The aim of the present solid-state NMR study was to characterize the surface species of γ-aminopropyltriethoxysilane (APTS), γ-aminopropyltrimethoxysilane (APTMS), and γ-aminopropyldiethoxymethylsilane (APDMS) on porous silica when the deposition was performed via the gas phase. The reaction temperature used, that is, 150−300 °C, in an atomic layer deposition reactor at a pressure of 20−50 mbar, was observed to distinctly affect the surface species of aminopropylalkoxysilanes on silica. The gas−solid reactions of the precursors with the silica surface were observed to be surface-limiting at the deposition temperatures of ≤150 °C. On the basis of 29Si CP/MAS NMR, the amino ends of APTS and APTMS molecules were observed to react both with alkoxy groups of other precursor molecules and silanols of silica at deposition temperatures of ≥150 °C forming Si−N linkages.
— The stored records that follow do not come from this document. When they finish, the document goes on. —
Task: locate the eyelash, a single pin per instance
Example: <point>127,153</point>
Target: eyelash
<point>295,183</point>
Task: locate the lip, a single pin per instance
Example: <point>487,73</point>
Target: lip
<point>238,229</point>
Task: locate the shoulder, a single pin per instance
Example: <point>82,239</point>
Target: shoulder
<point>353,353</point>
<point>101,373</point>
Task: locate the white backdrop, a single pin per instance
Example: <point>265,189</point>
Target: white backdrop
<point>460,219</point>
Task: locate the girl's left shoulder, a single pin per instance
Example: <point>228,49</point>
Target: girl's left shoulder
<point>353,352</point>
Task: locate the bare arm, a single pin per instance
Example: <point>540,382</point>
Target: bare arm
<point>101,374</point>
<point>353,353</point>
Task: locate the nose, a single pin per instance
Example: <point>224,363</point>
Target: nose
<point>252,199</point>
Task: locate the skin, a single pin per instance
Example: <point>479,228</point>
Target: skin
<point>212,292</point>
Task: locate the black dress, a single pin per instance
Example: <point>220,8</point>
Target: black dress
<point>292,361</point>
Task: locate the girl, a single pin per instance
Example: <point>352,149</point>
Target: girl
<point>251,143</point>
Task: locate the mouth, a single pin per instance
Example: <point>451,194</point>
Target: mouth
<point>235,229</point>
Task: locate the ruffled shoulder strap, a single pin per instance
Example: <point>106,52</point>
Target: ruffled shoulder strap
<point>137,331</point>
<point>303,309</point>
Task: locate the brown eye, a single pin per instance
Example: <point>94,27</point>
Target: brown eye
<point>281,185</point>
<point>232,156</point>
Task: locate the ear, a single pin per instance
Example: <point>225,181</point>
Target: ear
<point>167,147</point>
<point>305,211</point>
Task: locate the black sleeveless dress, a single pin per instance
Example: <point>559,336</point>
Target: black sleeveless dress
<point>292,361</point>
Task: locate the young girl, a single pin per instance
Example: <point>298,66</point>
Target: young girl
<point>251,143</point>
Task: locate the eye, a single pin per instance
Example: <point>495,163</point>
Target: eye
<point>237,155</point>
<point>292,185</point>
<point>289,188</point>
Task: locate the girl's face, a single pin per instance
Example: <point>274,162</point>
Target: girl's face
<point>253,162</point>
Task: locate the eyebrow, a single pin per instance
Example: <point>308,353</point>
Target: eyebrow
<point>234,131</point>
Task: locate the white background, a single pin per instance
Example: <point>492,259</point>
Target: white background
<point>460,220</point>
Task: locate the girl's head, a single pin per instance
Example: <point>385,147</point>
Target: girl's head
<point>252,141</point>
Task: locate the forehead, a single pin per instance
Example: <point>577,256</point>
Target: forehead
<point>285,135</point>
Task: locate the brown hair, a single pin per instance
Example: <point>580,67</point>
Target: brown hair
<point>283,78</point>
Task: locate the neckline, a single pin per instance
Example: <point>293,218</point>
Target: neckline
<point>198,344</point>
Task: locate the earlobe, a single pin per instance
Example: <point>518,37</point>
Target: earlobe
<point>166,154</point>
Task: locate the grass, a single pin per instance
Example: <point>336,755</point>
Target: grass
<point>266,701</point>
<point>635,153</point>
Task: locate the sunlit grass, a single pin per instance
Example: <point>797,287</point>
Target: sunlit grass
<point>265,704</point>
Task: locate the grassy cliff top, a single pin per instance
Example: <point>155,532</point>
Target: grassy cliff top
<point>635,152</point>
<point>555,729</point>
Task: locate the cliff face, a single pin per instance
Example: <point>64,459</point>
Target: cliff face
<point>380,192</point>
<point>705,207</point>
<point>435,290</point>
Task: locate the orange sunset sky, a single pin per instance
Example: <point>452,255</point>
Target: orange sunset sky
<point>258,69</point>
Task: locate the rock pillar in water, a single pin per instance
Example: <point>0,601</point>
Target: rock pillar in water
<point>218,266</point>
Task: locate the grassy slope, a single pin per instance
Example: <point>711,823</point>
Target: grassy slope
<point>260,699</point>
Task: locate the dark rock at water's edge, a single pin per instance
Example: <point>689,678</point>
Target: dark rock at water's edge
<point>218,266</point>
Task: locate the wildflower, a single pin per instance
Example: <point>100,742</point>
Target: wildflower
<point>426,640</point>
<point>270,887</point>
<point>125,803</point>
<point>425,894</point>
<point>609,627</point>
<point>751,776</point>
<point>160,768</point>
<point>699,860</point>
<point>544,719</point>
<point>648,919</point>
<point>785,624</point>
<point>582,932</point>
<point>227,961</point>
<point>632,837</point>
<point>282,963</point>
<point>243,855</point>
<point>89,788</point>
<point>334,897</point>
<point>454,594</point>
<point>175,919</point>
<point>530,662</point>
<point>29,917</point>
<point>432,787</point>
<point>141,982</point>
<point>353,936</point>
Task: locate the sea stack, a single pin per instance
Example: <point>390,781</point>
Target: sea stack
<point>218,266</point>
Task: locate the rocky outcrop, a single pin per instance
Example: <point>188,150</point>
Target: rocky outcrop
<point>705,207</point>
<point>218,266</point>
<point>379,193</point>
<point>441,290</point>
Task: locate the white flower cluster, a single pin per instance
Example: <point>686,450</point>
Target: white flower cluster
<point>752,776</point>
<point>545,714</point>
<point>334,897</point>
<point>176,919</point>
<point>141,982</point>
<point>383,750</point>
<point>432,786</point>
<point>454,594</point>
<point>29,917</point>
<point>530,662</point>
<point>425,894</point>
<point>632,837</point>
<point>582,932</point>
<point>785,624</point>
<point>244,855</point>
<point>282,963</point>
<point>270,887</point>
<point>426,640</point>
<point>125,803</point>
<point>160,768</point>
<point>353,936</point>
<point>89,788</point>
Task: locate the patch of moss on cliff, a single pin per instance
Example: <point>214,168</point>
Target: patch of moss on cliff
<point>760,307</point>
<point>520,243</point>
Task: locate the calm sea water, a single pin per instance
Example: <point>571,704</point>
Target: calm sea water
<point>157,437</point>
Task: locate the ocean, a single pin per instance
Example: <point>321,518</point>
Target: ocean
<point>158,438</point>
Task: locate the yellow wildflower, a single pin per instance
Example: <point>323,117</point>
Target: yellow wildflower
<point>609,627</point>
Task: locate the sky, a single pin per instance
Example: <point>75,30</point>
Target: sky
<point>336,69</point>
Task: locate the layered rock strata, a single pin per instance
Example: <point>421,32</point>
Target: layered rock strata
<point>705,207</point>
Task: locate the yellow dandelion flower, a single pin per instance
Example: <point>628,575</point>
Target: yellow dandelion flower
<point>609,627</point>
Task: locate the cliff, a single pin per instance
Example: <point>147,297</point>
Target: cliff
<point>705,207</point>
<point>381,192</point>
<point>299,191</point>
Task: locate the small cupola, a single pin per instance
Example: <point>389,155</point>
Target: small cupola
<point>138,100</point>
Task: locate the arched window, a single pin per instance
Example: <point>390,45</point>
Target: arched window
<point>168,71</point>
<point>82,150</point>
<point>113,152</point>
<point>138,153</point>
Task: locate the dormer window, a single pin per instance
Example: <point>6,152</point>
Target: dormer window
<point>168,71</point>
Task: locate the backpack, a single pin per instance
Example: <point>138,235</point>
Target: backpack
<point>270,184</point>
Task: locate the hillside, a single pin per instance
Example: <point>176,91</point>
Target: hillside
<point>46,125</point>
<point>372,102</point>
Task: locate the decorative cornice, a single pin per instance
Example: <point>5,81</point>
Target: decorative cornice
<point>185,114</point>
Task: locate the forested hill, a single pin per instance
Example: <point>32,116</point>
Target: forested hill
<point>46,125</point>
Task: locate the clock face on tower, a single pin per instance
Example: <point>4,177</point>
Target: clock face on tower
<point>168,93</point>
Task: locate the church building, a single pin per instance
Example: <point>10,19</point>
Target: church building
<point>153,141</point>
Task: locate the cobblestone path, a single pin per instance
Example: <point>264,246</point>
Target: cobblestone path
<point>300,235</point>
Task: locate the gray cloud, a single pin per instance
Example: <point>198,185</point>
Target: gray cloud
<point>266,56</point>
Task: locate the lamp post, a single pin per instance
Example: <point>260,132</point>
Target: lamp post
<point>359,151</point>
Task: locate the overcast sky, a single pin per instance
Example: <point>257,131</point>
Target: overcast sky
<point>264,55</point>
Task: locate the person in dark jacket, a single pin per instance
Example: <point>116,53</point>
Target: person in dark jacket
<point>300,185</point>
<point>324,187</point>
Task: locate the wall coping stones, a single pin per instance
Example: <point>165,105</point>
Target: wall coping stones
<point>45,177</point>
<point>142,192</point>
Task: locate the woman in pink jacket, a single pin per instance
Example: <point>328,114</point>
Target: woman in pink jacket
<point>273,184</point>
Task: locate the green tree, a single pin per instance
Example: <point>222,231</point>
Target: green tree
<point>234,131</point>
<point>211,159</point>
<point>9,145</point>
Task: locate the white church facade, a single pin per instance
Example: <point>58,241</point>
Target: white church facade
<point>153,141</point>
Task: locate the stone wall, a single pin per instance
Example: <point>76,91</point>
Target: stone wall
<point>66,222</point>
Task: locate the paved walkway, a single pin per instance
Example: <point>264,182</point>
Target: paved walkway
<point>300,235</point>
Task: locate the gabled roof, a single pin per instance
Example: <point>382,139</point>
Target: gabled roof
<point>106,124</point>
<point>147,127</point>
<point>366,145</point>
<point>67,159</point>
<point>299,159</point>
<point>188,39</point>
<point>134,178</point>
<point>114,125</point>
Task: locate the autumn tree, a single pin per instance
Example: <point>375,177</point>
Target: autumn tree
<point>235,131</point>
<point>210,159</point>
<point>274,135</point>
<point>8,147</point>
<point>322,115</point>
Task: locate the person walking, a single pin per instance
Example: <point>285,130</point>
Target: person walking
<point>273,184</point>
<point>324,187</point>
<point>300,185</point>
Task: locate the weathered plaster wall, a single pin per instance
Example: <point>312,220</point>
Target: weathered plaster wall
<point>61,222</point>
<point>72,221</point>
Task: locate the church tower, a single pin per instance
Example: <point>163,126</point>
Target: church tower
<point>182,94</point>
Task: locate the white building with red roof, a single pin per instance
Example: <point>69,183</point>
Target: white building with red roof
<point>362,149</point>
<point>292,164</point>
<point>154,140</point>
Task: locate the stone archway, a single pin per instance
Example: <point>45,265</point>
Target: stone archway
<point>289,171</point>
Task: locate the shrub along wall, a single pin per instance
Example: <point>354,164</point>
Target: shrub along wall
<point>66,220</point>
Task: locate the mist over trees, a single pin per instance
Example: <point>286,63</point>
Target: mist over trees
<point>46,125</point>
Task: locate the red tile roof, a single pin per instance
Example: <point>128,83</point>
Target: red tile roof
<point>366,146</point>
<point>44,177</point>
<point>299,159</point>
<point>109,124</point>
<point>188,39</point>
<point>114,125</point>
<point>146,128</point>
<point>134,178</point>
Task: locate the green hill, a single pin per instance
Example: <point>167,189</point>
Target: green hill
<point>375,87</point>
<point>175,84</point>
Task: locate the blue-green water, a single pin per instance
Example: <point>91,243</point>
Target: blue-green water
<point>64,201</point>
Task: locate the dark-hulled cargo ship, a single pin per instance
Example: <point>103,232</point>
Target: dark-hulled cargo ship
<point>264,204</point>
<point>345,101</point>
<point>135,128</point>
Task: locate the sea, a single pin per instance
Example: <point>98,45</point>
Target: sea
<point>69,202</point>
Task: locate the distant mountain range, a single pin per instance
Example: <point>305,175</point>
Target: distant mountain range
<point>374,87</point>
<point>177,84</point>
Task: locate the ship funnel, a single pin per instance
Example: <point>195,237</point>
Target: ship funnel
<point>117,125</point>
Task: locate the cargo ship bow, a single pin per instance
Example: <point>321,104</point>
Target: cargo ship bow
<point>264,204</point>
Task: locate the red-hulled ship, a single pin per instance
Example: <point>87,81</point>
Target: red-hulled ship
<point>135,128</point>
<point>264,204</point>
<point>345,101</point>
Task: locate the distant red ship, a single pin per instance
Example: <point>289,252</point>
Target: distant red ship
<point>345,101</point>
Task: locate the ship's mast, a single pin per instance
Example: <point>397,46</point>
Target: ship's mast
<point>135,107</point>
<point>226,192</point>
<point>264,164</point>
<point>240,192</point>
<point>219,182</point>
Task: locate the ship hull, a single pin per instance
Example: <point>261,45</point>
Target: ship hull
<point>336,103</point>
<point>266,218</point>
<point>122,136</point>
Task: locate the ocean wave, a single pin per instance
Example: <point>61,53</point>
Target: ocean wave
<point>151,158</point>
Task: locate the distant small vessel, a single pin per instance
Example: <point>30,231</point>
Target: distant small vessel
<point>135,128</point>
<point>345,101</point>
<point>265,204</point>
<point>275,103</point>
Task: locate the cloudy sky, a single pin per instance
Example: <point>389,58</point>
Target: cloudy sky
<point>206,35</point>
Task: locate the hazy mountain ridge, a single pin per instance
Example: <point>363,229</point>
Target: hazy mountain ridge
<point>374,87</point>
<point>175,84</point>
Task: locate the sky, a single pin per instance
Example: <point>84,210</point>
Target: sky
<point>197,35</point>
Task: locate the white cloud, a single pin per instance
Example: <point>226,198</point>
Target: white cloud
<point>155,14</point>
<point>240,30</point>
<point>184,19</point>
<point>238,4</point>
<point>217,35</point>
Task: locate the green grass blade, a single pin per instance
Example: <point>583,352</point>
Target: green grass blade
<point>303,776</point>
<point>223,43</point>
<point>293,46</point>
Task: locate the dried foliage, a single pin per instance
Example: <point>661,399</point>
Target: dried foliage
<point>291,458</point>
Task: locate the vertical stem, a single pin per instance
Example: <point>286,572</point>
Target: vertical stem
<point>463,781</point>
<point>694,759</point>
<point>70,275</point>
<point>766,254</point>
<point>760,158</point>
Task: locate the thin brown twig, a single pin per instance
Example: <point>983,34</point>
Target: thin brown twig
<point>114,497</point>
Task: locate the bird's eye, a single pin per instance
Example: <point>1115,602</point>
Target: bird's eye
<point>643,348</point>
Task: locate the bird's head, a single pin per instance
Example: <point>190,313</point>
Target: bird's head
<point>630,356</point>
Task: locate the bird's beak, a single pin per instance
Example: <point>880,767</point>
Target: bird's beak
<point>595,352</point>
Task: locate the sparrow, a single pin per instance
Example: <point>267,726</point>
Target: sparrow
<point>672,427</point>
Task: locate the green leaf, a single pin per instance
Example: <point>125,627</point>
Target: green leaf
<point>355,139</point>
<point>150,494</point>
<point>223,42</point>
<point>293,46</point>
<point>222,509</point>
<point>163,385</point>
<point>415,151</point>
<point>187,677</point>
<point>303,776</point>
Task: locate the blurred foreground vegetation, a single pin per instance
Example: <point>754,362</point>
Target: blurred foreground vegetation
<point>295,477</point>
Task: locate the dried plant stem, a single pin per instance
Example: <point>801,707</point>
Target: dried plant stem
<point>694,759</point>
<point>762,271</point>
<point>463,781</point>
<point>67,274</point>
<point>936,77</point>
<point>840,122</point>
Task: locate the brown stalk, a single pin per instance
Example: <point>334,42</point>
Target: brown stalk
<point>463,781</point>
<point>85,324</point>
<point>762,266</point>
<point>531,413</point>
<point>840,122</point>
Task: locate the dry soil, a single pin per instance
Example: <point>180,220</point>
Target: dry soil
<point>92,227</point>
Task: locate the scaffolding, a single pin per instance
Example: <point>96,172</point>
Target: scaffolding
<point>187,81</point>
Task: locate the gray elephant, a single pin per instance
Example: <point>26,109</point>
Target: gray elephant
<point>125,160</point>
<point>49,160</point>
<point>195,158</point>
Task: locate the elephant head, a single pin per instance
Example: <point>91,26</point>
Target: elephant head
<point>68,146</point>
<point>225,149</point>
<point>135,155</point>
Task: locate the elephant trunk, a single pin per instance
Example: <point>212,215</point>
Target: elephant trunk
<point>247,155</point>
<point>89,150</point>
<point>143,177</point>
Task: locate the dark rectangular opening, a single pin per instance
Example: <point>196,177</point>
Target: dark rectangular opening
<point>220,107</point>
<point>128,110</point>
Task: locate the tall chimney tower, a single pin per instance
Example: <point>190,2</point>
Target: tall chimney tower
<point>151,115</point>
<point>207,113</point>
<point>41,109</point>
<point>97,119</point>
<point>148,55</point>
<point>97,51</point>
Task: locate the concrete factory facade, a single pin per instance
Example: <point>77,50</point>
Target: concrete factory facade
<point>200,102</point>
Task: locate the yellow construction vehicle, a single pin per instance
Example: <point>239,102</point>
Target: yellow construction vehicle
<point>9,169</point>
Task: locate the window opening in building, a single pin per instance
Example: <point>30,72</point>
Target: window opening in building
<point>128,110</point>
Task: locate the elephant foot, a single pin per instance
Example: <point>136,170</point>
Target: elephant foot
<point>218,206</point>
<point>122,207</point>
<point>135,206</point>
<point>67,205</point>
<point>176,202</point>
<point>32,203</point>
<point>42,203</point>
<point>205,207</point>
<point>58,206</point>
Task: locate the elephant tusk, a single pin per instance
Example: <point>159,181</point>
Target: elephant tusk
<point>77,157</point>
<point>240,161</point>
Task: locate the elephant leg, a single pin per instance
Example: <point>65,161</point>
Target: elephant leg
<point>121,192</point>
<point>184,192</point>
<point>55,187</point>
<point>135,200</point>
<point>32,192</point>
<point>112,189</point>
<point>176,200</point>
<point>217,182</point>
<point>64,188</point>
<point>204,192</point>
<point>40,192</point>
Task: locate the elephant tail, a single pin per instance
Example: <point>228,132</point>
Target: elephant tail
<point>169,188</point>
The amino groups of APDMS molecules were observed to react at 150 °C only on silica heat-treated at 200 °C in a similar way. The reaction of amino groups affected also the chemical shifts of the carbon atoms in the propyl chain causing splitting of the peaks in the 13C CP/MAS NMR spectra. At still higher reaction temperatures, especially at 300 °C, decomposition of the surface structures was observed to occur. The bonding modes of trifunctional APTS and bifunctional APDMS on silica heat-treated at 200−800 °C were systematically studied by 29Si and 13C NMR when the deposition was performed at 150 °C. Bi- and tridentate species of APTS were observed on silica pretreated at 200 °C, and mono- and bidentately bound surface structures were observed when silica was heat-treated at 450−800 °C. APTMS was also observed to attach onto silica pretreated at 600 °C in a similar way. APDMS was bound both mono- and bidentately on silica pretreated at 200 °C and at 600−800 °C but solely bidentately on silica pretreated at 450 °C.